Another complaint is that the added revenue will end up in the state’s coffers, not in the cash registers of business owners who have avoided raising prices.
Houghton said his customers generally look at the bottom line of what their meals cost and don’t differentiate the amount raised by taxes.
Casey was more pointed in his criticism of the decision to raise taxes. He said many of this customers are blue-collar and state workers who come to his bar and restaurant regularly and can’t afford higher prices.
“I think it’s a real slap in the face to the working people of Maine, and I think it was the wrong thing to do,” he said.
The sales, meals and lodging tax increases are projected to raise $183 million for the state over the next two years – $135 million from sales and $48 million from meals and lodging, according to the Legislature’s Office of Fiscal and Program Review.

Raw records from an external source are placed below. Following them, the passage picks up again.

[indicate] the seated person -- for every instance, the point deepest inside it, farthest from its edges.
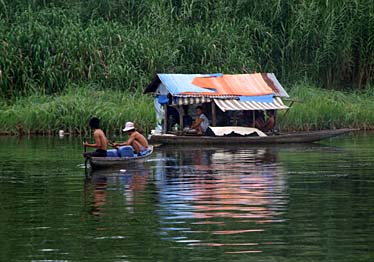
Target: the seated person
(201, 124)
(263, 125)
(100, 140)
(136, 140)
(187, 119)
(173, 115)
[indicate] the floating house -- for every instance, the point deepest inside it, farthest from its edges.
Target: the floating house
(218, 93)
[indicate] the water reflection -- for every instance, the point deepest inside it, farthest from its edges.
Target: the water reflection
(212, 192)
(129, 182)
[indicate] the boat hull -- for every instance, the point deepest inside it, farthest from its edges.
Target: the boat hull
(297, 137)
(113, 162)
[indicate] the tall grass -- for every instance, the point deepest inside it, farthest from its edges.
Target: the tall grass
(317, 109)
(71, 111)
(45, 46)
(322, 109)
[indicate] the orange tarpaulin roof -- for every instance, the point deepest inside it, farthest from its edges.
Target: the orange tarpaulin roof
(238, 85)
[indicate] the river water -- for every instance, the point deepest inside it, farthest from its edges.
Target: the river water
(311, 202)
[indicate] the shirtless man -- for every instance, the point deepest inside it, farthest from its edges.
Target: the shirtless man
(100, 140)
(201, 124)
(136, 140)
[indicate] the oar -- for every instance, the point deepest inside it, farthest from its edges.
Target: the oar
(85, 150)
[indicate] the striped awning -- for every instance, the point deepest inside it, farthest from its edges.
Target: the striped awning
(226, 105)
(190, 100)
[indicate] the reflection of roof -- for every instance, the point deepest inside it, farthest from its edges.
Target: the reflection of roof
(213, 85)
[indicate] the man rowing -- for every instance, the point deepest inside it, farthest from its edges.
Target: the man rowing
(138, 142)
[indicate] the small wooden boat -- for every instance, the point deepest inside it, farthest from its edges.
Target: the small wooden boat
(109, 162)
(296, 137)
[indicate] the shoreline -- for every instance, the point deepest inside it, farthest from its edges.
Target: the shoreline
(71, 110)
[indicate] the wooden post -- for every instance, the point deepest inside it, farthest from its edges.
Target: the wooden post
(254, 118)
(181, 113)
(165, 120)
(214, 116)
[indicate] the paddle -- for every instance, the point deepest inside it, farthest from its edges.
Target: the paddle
(85, 150)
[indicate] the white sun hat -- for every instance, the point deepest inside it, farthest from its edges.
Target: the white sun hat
(129, 126)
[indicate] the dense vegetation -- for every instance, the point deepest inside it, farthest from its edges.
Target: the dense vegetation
(51, 47)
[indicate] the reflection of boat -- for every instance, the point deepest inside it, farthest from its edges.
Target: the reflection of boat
(108, 162)
(297, 137)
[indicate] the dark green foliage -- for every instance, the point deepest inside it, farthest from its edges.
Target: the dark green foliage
(46, 46)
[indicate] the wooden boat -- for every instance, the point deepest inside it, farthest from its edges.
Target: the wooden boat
(296, 137)
(108, 162)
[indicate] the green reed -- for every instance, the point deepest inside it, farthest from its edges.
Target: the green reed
(318, 108)
(71, 111)
(43, 114)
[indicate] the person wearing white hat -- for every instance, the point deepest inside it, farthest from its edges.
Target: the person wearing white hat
(136, 140)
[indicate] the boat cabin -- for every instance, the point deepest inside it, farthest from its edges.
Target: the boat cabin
(229, 101)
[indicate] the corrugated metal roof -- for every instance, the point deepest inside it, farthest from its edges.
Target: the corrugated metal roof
(226, 105)
(275, 85)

Gov. Paul LePage vetoed the budget, but legislators overrode the veto with votes of 114–34 in the House and 26–9 in the Senate.

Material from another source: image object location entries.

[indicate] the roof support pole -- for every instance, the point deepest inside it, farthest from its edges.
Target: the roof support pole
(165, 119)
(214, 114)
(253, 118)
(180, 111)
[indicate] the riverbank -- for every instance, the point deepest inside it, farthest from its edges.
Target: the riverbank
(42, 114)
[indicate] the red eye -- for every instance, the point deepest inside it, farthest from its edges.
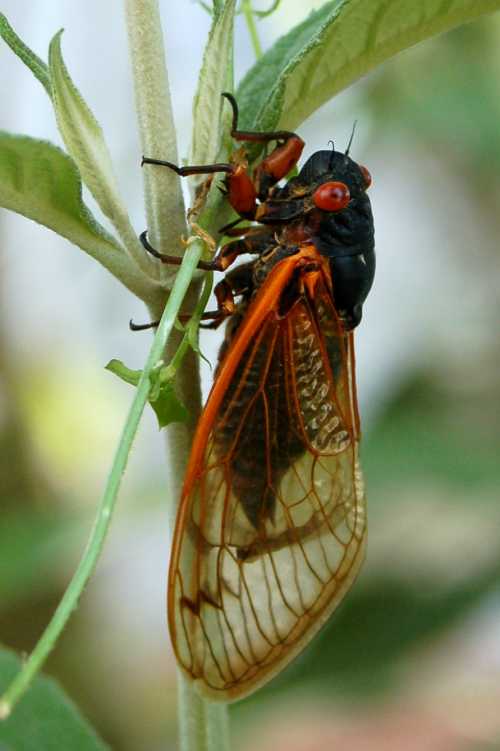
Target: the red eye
(331, 196)
(366, 176)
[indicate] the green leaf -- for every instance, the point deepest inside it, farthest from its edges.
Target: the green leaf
(212, 81)
(168, 406)
(162, 396)
(336, 45)
(46, 719)
(126, 374)
(29, 58)
(41, 182)
(85, 142)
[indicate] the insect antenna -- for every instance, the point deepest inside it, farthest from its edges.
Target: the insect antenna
(346, 152)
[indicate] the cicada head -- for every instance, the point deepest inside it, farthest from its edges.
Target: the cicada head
(340, 222)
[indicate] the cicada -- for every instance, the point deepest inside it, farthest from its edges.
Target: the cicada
(270, 530)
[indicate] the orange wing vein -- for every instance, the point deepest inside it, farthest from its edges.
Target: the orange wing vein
(271, 524)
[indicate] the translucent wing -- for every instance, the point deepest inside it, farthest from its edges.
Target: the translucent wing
(271, 525)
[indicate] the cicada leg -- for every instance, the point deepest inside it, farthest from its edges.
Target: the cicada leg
(236, 282)
(279, 162)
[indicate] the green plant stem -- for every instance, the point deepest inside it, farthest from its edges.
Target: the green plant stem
(163, 194)
(247, 10)
(97, 536)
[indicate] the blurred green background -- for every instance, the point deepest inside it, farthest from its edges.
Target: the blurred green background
(412, 658)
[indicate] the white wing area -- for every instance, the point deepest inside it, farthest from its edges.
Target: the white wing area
(274, 531)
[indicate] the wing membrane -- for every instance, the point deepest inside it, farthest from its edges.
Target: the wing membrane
(271, 526)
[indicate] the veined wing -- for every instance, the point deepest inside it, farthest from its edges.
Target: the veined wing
(271, 526)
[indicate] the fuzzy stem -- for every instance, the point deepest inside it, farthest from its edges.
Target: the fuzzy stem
(247, 11)
(198, 721)
(164, 203)
(97, 536)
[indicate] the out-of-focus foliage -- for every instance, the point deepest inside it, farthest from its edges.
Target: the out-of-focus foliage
(46, 719)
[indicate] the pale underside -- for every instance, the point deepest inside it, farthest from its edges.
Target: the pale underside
(274, 531)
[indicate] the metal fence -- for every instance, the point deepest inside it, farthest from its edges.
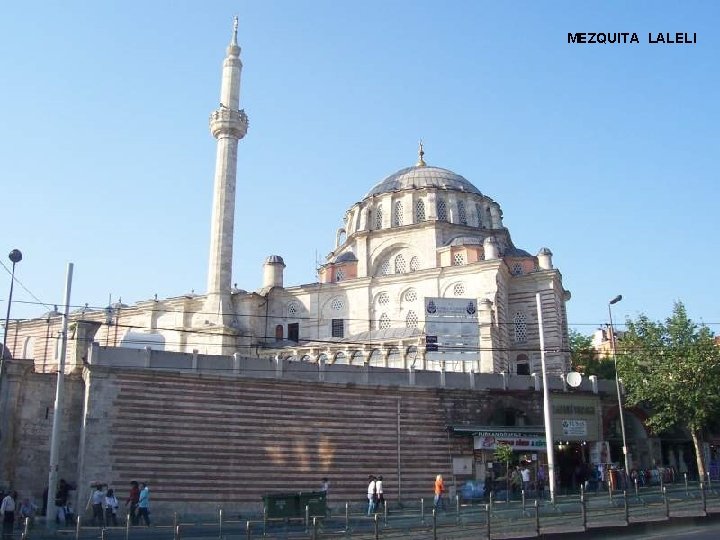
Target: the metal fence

Sen. Roger Katz, R-Augusta, described the tax increases as a necessary compromise.
The state increased the sales tax from 5 percent to 6 percent in 1991, with the provision that it would drop in half-percent increments with certain increases to the general fund’s revenue, said Michael Allen, Maine Revenue Service’s associate commissioner for tax policy.
That caused it to drop to 5.5 percent in 1998. Two years later, the state decided to drop it back down to 5 percent.
The current increase is set end on July 1, 2015.
Some are concerned that it could be permanent, but Katz said he expects the Legislature to honor the sunset of the tax increases.
Not all restaurant owners are as upset about the tax increase.
Neil Andersen, who owns A1 Diner in Gardiner with Mike Giberson, said he doesn’t think most people will notice the difference on their bills. He said lunch at the diner usually costs around $10 to $12, so bill will increase by only 5 or 6 cents.